Frequency-aware similarity measures: why Arnold Schwarzenegger is always a duplicate

  • Authors:
  • Dustin Lange;Felix Naumann

  • Affiliations:
  • Hasso Plattner Institute, Potsdam, Germany;Hasso Plattner Institute, Potsdam, Germany

  • Venue:
  • Proceedings of the 20th ACM international conference on Information and knowledge management
  • Year:
  • 2011

Quantified Score

Hi-index 0.00

Visualization

Abstract

Measuring the similarity of two records is a challenging problem, but necessary for fundamental tasks, such as duplicate detection and similarity search. By exploiting frequencies of attribute values, many similarity measures can be improved: In a person table with U.S. citizens, Arnold Schwarzenegger is a very rare name. If we find several Arnold Schwarzeneggers in it, it is very likely that these are duplicates. We are then less strict when comparing other attribute values, such as birth date or address. We put this intuition to use by partitioning compared record pairs according to frequencies of attribute values. For example, we could create three partitions from our data: Partition 1 contains all pairs with rare names, Partition 2 all pairs with medium frequent names, and Partition 3 all pairs with frequent names.

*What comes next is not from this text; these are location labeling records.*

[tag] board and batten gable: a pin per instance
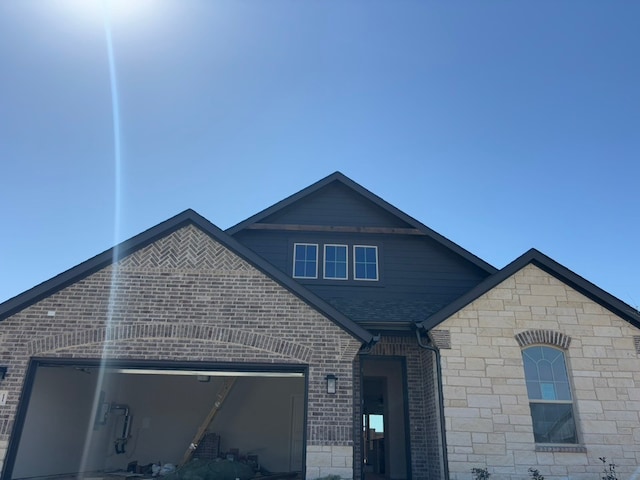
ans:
(186, 297)
(418, 274)
(486, 404)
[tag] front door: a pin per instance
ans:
(385, 439)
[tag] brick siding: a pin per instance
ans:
(186, 298)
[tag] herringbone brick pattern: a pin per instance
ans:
(188, 248)
(186, 298)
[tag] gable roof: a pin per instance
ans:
(379, 202)
(553, 268)
(188, 217)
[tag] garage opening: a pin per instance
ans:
(81, 420)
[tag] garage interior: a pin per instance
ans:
(84, 421)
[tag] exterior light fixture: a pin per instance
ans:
(332, 383)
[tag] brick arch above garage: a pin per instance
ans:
(199, 342)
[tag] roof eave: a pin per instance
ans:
(340, 177)
(77, 273)
(562, 273)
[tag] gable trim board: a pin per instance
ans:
(253, 222)
(188, 217)
(551, 267)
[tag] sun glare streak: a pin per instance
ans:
(115, 111)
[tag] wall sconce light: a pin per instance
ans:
(332, 383)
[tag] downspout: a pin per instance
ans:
(443, 431)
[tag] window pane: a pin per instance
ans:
(553, 423)
(305, 263)
(335, 261)
(366, 263)
(330, 270)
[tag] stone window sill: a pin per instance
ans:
(561, 448)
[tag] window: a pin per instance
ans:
(335, 262)
(365, 262)
(549, 393)
(305, 260)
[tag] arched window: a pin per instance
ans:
(550, 397)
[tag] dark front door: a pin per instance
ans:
(384, 424)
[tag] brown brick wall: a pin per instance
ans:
(421, 396)
(186, 298)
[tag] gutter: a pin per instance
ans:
(443, 430)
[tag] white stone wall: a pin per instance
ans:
(486, 405)
(323, 461)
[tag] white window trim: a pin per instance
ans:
(556, 402)
(295, 245)
(324, 262)
(377, 264)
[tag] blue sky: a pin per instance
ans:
(502, 125)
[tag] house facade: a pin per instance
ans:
(330, 334)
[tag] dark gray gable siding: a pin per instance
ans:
(334, 205)
(419, 274)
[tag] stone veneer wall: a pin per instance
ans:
(486, 405)
(187, 298)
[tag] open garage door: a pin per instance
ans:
(100, 422)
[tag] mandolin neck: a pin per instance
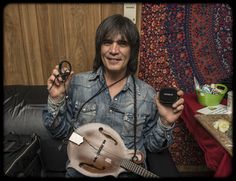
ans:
(133, 167)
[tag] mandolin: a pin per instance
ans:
(97, 150)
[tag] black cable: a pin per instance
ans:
(135, 158)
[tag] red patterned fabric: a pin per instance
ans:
(179, 41)
(217, 158)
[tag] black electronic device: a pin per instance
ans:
(168, 95)
(64, 69)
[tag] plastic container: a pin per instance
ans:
(207, 99)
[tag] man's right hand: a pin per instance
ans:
(56, 85)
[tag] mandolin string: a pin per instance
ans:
(97, 93)
(125, 163)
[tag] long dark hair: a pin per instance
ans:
(111, 26)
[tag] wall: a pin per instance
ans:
(38, 36)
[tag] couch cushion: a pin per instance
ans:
(23, 107)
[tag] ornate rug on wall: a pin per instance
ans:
(178, 42)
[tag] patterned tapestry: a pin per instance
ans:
(180, 41)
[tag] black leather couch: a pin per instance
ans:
(23, 106)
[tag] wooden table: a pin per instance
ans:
(225, 139)
(216, 156)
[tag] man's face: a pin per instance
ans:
(115, 54)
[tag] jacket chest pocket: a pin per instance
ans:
(87, 114)
(128, 125)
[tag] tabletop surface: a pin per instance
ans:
(225, 139)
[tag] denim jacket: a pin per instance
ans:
(118, 112)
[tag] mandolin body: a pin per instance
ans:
(101, 153)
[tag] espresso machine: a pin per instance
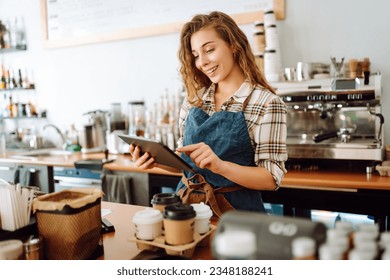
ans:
(330, 125)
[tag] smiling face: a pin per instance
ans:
(213, 56)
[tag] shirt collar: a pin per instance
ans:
(239, 96)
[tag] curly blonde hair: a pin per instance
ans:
(228, 30)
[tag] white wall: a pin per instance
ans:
(74, 80)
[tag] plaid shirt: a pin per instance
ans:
(265, 116)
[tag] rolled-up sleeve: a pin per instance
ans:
(270, 139)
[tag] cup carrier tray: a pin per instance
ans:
(186, 250)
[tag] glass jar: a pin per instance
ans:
(136, 115)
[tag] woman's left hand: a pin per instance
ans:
(203, 156)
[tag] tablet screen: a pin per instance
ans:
(161, 153)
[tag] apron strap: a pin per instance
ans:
(202, 186)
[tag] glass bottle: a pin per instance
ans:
(136, 115)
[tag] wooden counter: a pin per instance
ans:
(117, 245)
(350, 192)
(343, 181)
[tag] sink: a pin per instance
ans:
(43, 153)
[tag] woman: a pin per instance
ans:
(232, 124)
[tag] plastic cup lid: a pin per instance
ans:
(202, 210)
(165, 198)
(179, 212)
(147, 216)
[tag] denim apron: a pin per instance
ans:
(227, 135)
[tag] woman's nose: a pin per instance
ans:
(202, 60)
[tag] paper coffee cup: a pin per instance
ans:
(179, 224)
(202, 218)
(148, 224)
(160, 200)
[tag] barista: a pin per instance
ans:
(232, 124)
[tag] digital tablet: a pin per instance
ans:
(161, 153)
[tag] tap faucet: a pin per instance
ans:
(64, 144)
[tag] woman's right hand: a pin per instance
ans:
(141, 160)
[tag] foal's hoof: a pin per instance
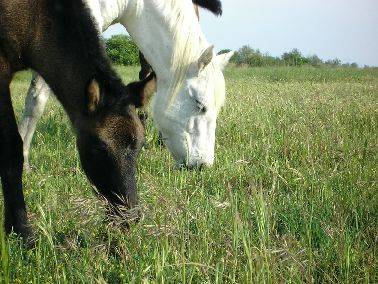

For each partition, we learn a different similarity measure: we apply machine learning techniques to combine a set of base similarity measures into an overall measure. To determine a good partitioning, we compare different partitioning strategies. We achieved best results with a novel algorithm inspired by genetic programming. We evaluate our approach on real-world data sets from a large credit rating agency and from a bibliography database. We show that our learning approach works well for logistic regression, SVM, and decision trees with significant improvements over (i) learning models that ignore frequencies and (ii) frequency-enriched models without partitioning.